Short sellers know the risks they're taking, and because of the enormous risk Bears are known to be hyper active when it comes to research.  Do some searching on the Net about notorious hedge funds and you'll see stories about people going through trash bins to get the inside scoop.  

That's why it dangerous to bet against 'Dah bears'.  Never underestimate an opponent.  That wisdom applies on the battlefield, in the sporting arena, and in the public markets.  Longs would do well to check their egos at the door when seeing a stock they're holding having a large % of short interest.  

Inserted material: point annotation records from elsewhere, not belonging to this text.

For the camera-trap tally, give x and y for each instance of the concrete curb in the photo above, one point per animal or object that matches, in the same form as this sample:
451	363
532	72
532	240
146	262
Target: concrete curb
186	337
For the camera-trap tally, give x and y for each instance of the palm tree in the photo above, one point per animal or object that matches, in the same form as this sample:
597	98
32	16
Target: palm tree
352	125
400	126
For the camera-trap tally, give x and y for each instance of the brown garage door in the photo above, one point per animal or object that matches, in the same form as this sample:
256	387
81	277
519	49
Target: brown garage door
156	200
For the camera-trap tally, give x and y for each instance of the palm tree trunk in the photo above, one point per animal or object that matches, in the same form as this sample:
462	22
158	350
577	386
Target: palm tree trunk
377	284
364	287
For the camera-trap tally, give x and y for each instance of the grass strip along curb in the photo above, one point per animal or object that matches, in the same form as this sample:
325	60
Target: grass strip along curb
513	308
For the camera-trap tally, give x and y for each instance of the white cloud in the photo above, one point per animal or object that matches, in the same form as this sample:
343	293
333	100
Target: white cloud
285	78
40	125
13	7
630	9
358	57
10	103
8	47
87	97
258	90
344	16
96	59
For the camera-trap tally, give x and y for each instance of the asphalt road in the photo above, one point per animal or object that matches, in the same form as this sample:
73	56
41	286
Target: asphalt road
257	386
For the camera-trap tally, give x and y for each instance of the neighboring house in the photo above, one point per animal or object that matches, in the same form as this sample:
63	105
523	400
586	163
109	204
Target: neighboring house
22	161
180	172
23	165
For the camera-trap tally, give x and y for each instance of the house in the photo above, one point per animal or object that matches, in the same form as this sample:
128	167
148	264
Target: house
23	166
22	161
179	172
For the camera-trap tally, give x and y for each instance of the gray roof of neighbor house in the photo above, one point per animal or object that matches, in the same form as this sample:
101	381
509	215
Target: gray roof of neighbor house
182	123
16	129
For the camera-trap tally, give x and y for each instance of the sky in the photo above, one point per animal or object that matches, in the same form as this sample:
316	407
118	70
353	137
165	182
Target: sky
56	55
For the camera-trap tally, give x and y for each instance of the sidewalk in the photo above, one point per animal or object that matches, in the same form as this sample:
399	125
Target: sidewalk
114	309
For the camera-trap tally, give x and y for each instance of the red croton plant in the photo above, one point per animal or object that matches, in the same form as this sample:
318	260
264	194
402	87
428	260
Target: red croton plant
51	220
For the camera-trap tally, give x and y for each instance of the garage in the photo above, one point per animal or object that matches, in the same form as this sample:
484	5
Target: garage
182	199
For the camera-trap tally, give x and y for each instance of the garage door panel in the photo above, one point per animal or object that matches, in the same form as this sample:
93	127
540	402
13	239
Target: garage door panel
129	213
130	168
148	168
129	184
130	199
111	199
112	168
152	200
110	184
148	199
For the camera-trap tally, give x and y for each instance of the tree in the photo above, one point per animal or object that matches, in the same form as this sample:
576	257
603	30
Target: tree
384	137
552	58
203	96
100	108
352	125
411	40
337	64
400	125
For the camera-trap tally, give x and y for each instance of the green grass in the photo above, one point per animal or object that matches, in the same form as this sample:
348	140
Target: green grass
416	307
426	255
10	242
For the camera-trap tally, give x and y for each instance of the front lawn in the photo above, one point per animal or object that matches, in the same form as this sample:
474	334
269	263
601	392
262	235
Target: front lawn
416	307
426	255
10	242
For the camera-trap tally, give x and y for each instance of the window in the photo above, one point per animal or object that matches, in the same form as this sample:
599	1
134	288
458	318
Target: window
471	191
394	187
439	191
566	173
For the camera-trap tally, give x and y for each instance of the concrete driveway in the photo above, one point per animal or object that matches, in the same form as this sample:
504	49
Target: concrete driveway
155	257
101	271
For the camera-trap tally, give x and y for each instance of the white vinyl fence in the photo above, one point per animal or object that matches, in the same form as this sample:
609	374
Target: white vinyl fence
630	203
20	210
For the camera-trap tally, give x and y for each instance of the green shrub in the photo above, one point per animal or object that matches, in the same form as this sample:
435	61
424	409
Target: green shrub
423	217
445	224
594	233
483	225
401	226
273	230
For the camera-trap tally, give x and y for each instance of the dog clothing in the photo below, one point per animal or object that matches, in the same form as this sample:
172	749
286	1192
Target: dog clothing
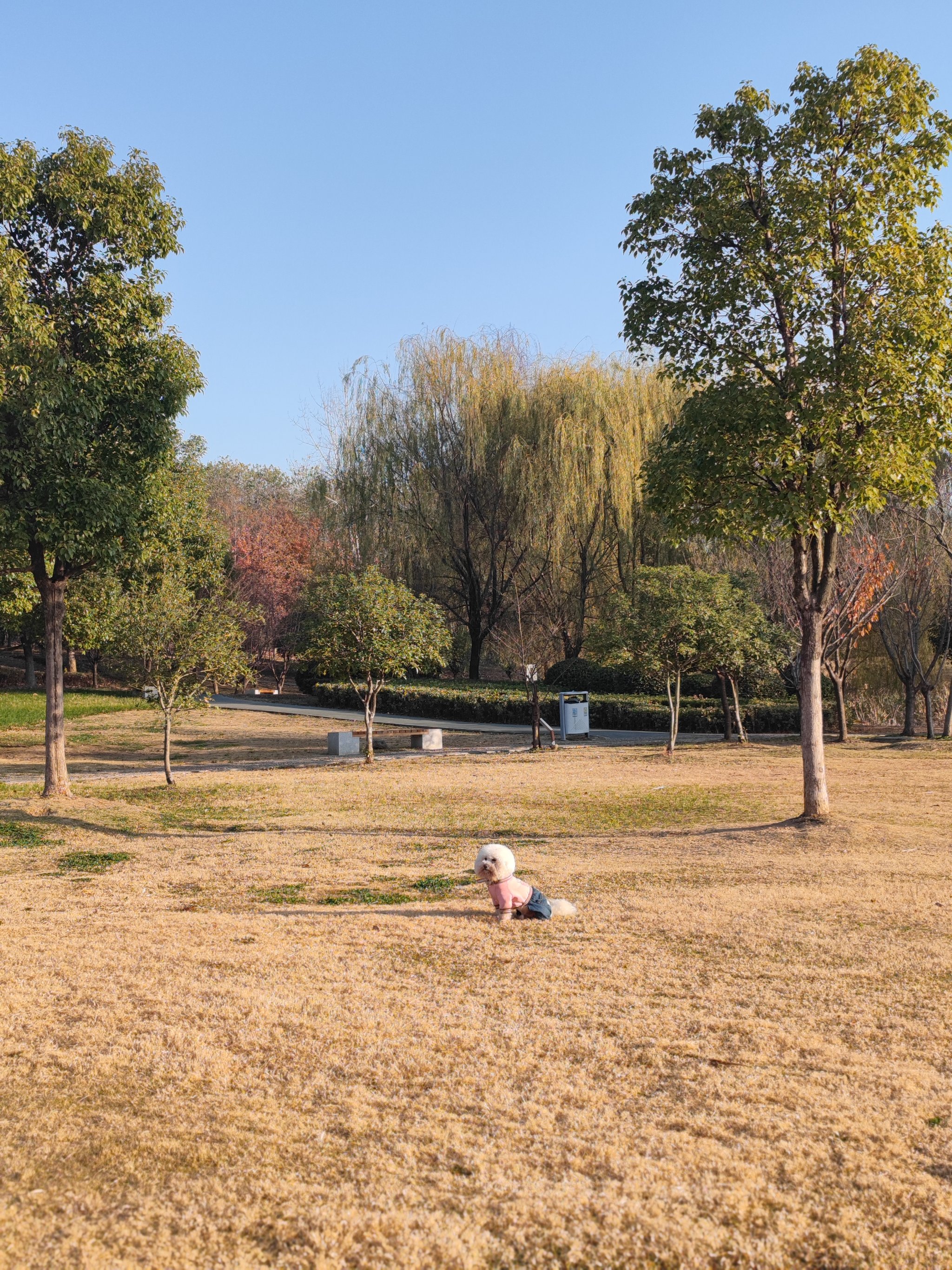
521	897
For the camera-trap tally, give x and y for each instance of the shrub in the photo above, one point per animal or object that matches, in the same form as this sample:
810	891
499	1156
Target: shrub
508	704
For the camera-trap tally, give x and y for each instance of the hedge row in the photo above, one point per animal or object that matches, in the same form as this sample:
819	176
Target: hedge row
483	703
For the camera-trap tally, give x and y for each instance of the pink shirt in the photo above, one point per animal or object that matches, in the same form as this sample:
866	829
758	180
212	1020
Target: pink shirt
509	893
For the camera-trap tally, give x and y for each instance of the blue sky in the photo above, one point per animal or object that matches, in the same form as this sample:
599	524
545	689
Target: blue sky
357	172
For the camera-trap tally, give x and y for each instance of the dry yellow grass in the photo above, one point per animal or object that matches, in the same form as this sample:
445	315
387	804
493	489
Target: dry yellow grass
739	1055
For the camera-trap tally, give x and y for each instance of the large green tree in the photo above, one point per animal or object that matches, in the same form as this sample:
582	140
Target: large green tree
92	378
793	285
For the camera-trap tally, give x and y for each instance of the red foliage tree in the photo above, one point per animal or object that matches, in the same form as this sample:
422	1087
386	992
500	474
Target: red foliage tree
865	579
275	554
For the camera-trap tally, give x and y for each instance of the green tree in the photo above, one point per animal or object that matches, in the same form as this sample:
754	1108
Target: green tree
365	628
183	639
662	629
21	611
91	376
793	289
93	607
433	478
737	640
593	423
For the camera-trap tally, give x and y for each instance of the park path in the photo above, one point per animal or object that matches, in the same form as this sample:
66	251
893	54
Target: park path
597	737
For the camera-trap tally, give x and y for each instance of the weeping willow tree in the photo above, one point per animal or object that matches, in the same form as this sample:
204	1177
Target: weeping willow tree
435	474
595	421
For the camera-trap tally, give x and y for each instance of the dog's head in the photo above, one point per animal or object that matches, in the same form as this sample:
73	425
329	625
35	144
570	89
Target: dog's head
494	863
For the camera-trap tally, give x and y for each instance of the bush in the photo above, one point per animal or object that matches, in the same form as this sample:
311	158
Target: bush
508	704
587	676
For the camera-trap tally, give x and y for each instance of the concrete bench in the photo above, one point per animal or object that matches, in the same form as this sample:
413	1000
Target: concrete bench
347	745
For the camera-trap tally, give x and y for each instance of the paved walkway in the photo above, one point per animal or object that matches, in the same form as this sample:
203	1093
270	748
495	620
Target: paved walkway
598	736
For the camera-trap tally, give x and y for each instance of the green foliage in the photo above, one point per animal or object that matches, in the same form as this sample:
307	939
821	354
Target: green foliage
91	378
664	628
369	629
181	638
739	639
20	600
93	606
92	861
809	305
21	709
507	704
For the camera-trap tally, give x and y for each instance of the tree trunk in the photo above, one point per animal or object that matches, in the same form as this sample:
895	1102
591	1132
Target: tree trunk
725	708
838	689
475	649
909	722
817	803
930	728
370	709
742	733
30	666
167	750
674	706
53	592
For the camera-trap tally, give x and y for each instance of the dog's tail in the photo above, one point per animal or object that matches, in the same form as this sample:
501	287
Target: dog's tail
563	909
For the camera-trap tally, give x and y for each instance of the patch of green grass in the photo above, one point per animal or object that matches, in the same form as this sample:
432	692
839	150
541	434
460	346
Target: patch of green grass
436	885
20	709
673	807
92	861
365	896
289	893
191	807
20	833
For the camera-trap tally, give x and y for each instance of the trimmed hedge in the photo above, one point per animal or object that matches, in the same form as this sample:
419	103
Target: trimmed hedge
497	703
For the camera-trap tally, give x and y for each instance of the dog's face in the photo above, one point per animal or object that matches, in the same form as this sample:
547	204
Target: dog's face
494	863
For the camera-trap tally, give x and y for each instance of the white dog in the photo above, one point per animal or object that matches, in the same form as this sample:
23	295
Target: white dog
511	896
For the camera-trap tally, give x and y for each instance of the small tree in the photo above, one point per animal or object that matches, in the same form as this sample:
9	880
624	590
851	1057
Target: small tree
183	642
738	639
92	611
369	629
793	289
865	579
663	628
22	611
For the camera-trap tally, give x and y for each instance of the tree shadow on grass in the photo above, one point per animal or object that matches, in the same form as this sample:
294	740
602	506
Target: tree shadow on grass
377	911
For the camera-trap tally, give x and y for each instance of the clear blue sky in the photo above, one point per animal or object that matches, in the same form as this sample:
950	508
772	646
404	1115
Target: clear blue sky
356	172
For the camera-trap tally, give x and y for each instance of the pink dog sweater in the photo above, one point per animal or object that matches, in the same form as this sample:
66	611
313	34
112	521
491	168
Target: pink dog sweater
509	893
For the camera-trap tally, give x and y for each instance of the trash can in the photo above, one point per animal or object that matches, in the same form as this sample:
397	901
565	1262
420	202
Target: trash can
574	714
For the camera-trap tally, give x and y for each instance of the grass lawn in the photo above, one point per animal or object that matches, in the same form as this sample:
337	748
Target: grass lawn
263	1019
21	709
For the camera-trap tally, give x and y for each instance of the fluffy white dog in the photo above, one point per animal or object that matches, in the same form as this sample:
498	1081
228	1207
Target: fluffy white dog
511	896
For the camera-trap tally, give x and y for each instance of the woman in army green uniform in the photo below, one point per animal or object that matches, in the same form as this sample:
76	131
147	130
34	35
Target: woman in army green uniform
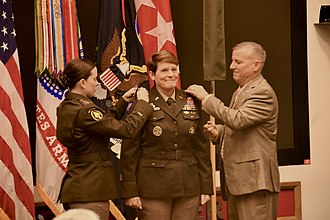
85	130
166	168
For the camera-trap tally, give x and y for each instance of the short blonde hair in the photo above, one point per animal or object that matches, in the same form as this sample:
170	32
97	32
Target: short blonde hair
256	49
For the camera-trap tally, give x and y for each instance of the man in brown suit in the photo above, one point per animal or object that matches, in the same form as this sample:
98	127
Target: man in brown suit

Some short interest is to be expected with any stock, sometimes its hedge funds pushing a stock up and down, scalping for 1 or 2 points, maybe 5.  But when you see a stock with 10, 20, 30% or more short interest....you might want to ask yourself, ''Do they maybe know something I don't''?  

PPHM recently tanked, going from in and around $1 to about 30 cents in the wake of a cancelled phase III clinical trial.  But just before it tanked news came out that shares of PPHM had triggered something called a ''Stop Loss'', which meant that so many shares had been sold short that few to none were available for further shorting.  

For me that should have been a flag given what I know about short selling.  But I was blinded by greed and dreamed of Bears overplaying their hands....a monster short squeeze had me envisioning big profits.  Hindsight being 20/20 I realize the mistake I made.  In my opinion what happened was obvious, word of the cancelled trial was leaked and smart Bears borrowed all they could until there was nothing left available for shorting.  

That's enough for now....comments are always welcomed, just keep it polite.  I realize this is very remedial for long time traders, but its something basic that many retailers don't grasp.